No mês corrente, a Universidade de São Paulo (USP) concedeu diplomas honoríficos póstumos a dois de seus estudantes, Alexadre Vannucchi Leme e Ronaldo Mouth Queiroz, que foram assassinados brutalmente durante a ditadura militar no Brasil, em 1973. Os estudantes, que frequentavam o Instituto de Geociências (IGc) na década de 1970 e faziam parte do movimento estudantil da USP, foram homenageados como parte do Projeto Diplomação da Resistência, uma iniciativa da Pró-Reitoria de Inclusão e Pertencimento em parceria com a vereadora paulistana Luna Zarattini.

Segundo a instituição, as diplomações póstumas de Vannucchi e Queiroz representam a primeira etapa de 33 homenagens que a universidade planeja realizar por meio do projeto, com o objetivo de “reparar as injustiças e honrar a memória dos ex-alunos”. O coordenador da Diretoria de Direitos Humanos e Políticas de Memória, Justiça e Reparação da USP, Renato Cymbalist, expressou a importância dessas homenagens como forma de reparar uma dívida histórica da universidade para com esses estudantes que foram vítimas do regime ditatorial.

Além das homenagens, a universidade estabeleceu sua própria Comissão da Verdade em 2013 para investigar as violações aos direitos humanos perpetradas contra docentes, alunos e funcionários da USP durante a ditadura militar. O relatório final da Comissão revelou que 39 alunos, seis professores e dois funcionários da universidade foram mortos pelo regime militar.

A história de Alexandre Vannucchi Leme, morto aos 22 anos, e Ronaldo Mouth Queiroz, relembrada com as homenagens, é um exemplo dos horrores cometidos durante a ditadura militar. Vannucchi foi preso, torturado e morto por agentes do DOI-Codi, enquanto Queiroz foi executado a tiros por agentes do Dops. Ambos eram vinculados à Ação Libertadora Nacional (ALN), e suas mortes foram relatadas como resultado de confrontos com as forças militares, com versões oficiais que foram contraditas por testemunhas.
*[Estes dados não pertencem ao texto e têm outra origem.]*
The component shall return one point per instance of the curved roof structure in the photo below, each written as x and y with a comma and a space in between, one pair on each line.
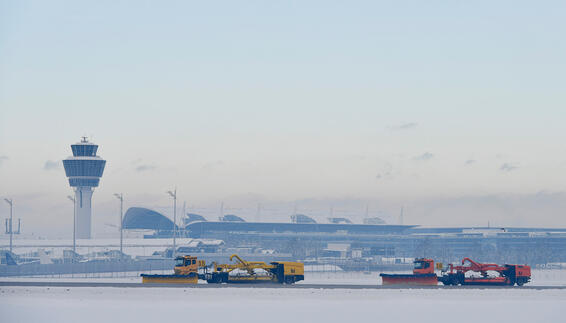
197, 229
301, 218
142, 218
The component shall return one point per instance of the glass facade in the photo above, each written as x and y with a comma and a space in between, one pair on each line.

A concessão dos diplomas honoríficos é um passo importante na memória e reparação deste período sombrio da história brasileira, no entanto, as famílias e amigos das vítimas continuam exigindo justiça e condenações por estes crimes. Cymbalist ressaltou que o Brasil ainda não foi capaz de responsabilizar os perpetradores da ditadura militar como ocorreu em outros países como a Argentina. Ele destacou as consequências problemáticas da lei de anistia brasileira, que perdoou tanto os perseguidos pela ditadura como também os torturadores. Mesmo após décadas, a luta por justiça e condenação dos crimes cometidos durante a ditadura militar continua.